2002年12月1日(日)「しんぶん赤旗」
航空自衛隊が導入していた砂漠型迷彩服は一九九一年の湾岸戦争時にイラクなどからの避難民輸送を実施する際の擬装のためだったことが防衛庁の報告で明らかになりました。
日本共産党の吉岡吉典議員が、防衛庁広報誌『セキュリタリアン』十一月号に砂漠型迷彩服で訓練する隊員の写真が掲載されていることを示し「日本に砂漠はない。イラクでの作戦を想定しているのか」と防衛庁を追及(十一月十九日参院外交防衛委員会)。これに対する同庁の調査の結果、分かったものです。

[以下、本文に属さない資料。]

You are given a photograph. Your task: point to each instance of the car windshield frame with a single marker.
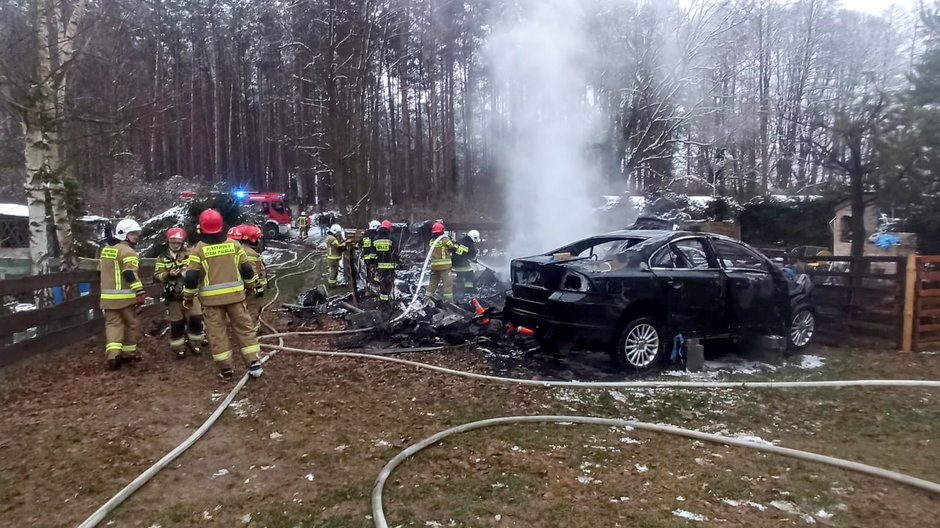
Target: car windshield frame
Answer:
(592, 242)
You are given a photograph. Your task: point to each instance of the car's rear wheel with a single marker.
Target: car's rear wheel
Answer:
(802, 329)
(640, 345)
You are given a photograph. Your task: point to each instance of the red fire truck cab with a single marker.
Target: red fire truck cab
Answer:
(272, 207)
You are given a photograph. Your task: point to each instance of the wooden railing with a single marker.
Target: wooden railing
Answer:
(858, 299)
(922, 304)
(30, 332)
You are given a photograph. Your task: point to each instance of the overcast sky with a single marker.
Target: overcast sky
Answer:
(877, 6)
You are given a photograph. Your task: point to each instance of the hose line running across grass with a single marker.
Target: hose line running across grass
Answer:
(144, 477)
(616, 384)
(378, 511)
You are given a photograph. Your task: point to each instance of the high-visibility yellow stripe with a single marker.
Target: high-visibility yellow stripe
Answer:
(221, 291)
(118, 296)
(251, 349)
(217, 250)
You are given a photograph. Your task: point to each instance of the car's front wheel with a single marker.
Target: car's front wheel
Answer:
(640, 345)
(802, 329)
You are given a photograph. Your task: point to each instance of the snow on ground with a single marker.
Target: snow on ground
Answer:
(688, 515)
(808, 362)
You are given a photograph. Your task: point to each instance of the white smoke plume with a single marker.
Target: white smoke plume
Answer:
(538, 58)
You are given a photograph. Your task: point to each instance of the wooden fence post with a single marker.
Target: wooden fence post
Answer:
(910, 302)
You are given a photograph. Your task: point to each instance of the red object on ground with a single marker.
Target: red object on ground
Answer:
(478, 309)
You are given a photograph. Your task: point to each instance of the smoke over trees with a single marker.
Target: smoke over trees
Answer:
(379, 102)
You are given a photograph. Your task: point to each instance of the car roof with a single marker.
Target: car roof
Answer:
(662, 233)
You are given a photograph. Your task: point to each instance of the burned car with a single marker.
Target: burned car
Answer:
(633, 291)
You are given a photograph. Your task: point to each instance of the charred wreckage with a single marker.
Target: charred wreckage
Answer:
(638, 294)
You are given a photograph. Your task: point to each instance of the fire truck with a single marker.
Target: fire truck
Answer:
(272, 207)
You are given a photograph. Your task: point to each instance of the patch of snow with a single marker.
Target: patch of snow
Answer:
(756, 505)
(14, 210)
(688, 515)
(807, 362)
(786, 507)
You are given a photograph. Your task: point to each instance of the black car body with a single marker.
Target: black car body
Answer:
(695, 284)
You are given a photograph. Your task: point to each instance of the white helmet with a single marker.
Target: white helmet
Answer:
(124, 227)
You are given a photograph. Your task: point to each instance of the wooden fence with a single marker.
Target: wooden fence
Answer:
(858, 299)
(922, 304)
(30, 332)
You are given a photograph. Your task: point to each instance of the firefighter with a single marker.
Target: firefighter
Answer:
(386, 258)
(249, 236)
(185, 325)
(441, 248)
(122, 294)
(220, 273)
(303, 223)
(335, 246)
(368, 251)
(464, 284)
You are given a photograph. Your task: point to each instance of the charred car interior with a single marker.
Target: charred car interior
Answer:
(631, 292)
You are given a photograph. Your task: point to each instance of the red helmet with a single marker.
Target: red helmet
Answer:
(251, 233)
(210, 222)
(177, 233)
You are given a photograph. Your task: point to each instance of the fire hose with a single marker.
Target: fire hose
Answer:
(142, 479)
(378, 512)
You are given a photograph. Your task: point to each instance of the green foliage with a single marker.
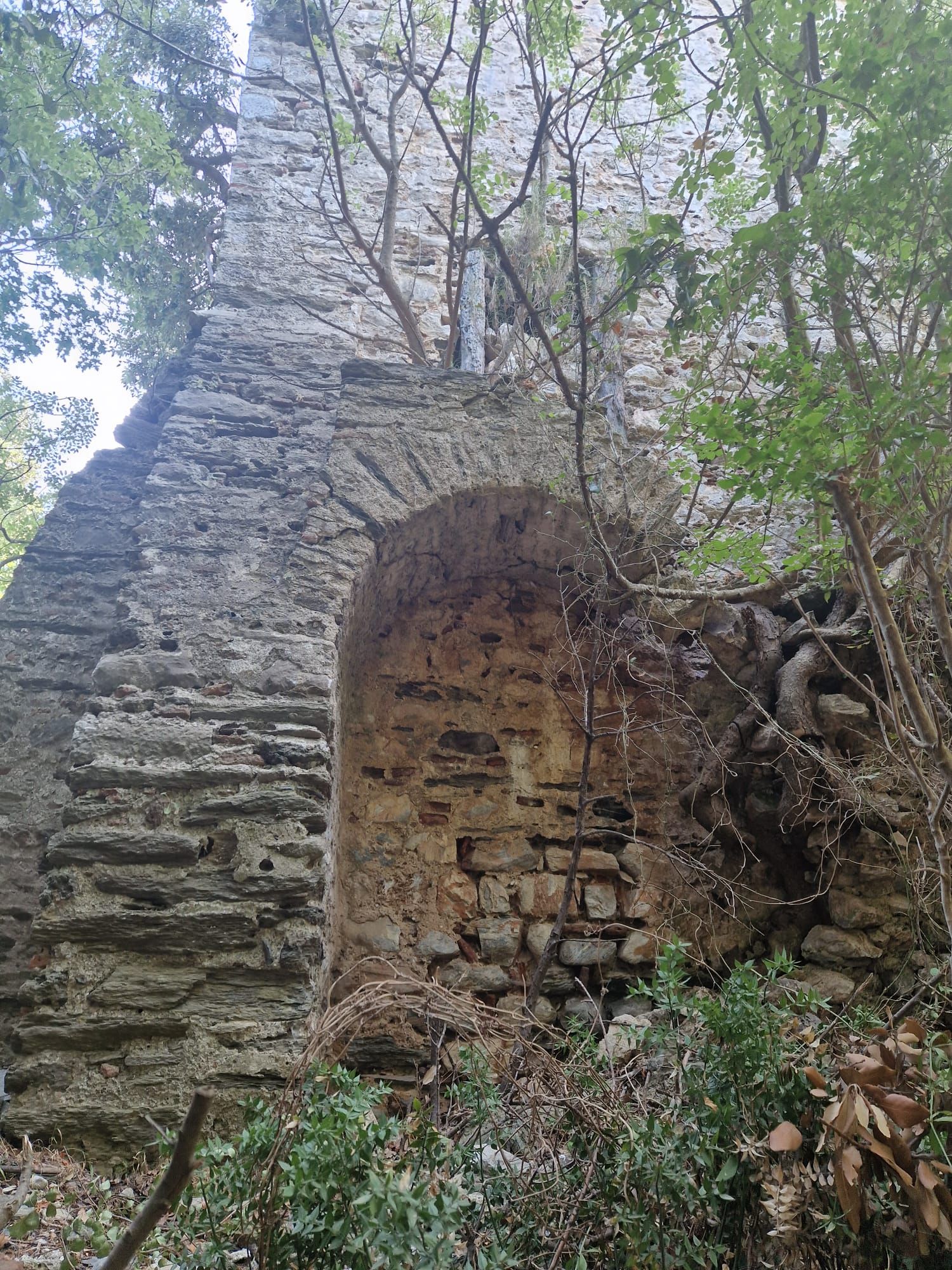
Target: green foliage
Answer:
(652, 1175)
(355, 1188)
(837, 232)
(37, 432)
(114, 138)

報告によると、九一年一月、安全保障会議が湾岸危機で発生する避難民の輸送を空自輸送機で実施することを決定したため、防衛庁長官の指示で「中東の環境に適応した砂漠用の迷彩模様の服を国内で調達した」としています。
吉岡氏は十一月二十八日の参院外交防衛委で「公表されていない重大な事実だ」と指摘。「当時、避難民輸送が砂漠での戦闘事態になることを想定していたのではないか」と追及。防衛庁の西川徹矢運用局長は「避難民救出は屋外での活動なので、周辺に溶け込んで自らを防護する必要がある」と答えました。
広報誌の写真については、九一年三月に湾岸戦争が終結したため、この迷彩服は使用されず、九五年十一月に航空自衛隊幹部候補生学校に管理がえし、訓練に使用してきたと答弁しました。
吉岡氏は、イラク攻撃が問題になっているとき、防衛庁広報誌がこのような写真を掲載すること自体が政治的意味を持つと指摘しました。